The main contenders for the authorship are Francis Bacon and Edward de Vere. But those who insist that Shakespeare could not have written the plays have mentioned such figures as Ben Jonson, the Earls of Derby, Rutland, Southampton and Essex, Sir Walter Raleigh and even Christopher Marlowe who died long before most of the plays were written. Have a look at our overview of the Shakespeare authorship candidates here.

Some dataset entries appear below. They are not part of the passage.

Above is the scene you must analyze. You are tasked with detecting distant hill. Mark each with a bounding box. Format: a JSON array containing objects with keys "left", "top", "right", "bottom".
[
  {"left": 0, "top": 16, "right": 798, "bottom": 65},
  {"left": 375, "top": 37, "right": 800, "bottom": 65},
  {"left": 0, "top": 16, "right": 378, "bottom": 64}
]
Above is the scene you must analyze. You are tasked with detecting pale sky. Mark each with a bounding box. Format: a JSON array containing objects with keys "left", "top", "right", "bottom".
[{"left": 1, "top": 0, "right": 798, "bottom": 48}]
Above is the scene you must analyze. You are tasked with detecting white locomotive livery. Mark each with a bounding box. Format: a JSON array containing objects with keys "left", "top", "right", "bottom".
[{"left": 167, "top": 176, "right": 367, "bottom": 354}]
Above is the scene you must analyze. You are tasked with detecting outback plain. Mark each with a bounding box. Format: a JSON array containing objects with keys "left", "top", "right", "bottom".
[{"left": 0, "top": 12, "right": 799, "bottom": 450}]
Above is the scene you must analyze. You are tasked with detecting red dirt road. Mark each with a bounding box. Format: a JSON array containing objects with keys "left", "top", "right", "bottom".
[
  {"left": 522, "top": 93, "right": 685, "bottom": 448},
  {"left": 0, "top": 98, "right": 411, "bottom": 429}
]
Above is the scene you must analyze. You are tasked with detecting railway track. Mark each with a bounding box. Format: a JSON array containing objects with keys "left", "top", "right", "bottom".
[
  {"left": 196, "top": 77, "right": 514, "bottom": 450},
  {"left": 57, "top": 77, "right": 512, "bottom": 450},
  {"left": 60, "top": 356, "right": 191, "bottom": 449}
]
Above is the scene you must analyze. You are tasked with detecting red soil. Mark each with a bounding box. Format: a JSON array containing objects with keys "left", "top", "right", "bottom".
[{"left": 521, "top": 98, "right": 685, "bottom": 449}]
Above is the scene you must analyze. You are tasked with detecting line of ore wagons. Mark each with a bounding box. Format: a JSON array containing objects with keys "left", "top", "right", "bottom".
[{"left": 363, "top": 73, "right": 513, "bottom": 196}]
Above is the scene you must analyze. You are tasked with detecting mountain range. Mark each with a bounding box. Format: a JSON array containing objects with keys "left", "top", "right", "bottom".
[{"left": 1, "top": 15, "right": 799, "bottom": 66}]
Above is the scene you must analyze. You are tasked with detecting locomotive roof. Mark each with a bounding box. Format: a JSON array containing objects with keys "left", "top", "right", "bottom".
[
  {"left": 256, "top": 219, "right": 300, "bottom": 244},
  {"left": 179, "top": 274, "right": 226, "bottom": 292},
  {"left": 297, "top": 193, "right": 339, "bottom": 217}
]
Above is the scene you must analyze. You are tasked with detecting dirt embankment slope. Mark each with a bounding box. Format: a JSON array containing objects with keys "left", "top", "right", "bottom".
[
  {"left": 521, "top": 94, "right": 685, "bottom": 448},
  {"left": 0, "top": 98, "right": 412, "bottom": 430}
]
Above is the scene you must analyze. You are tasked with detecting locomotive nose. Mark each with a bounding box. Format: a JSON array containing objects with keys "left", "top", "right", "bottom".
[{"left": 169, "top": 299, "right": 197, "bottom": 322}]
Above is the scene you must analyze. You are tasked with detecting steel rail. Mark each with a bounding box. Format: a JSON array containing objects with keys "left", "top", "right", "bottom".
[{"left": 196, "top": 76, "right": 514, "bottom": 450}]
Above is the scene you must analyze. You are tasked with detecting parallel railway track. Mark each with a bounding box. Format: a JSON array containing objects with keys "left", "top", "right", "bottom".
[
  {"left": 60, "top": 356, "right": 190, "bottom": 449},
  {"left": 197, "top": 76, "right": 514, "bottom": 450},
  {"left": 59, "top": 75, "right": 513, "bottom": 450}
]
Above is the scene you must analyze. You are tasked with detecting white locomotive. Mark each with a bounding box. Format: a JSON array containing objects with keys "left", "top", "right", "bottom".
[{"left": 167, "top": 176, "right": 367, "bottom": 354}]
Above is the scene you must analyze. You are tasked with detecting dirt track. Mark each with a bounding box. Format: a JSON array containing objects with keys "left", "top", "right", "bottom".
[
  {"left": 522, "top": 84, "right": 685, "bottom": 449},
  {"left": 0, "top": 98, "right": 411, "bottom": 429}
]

The argument that drives the conspiracists’ position is that the plays contain too much knowledge of foreign and distant places and too much familiarity with court life and the affairs of court to have been written by someone so low down in the social order: the author writes with ease and familiarity about such aristocratic sports as hunting, falconry, tennis and bowling. Other arguments are that the plays have too wide a range of style to have been written by someone without the advanced education that most of the other contenders had, and that Stratford was too parochial and backward a place to have produced one of the greatest literary geniuses of all time. Indeed, the argument maintains that the other members of the Shakespeare family, including William’s parents, wife and daughters, were illiterate and it’s impossible that someone with such a facility for language could have grown up and lived a family life in those circumstances.
When the advocates of Shakespeare as the author of the plays point out that Shakespeare had a good education in the classics, the Latin language, rhetoric and mathematics at the local grammar school their adversaries say that there is no evidence of his attendance there. They insist on his having been illiterate. They use the fact that there is no evidence of his handwriting – no letters or documents written by him. There are only six authenticated signatures, which conspiracists refer to as an illiterate scrawl. They assert that there is no documentary evidence that Shakespeare was a dramatic writer. They maintain that the evidence supports the view of him as a businessman and property owner but nowhere as a writer. His will says nothing about his poems and plays and is phrased in flat, mundane language.
The question of who the author is might have been quite simple: almost all prominent Elizabethans have been mentioned and there are arguments made for their being the author by one conspiracist or another. Whoever is promoted by one of them is always provided with a reason why he couldn’t put himself forward as the author.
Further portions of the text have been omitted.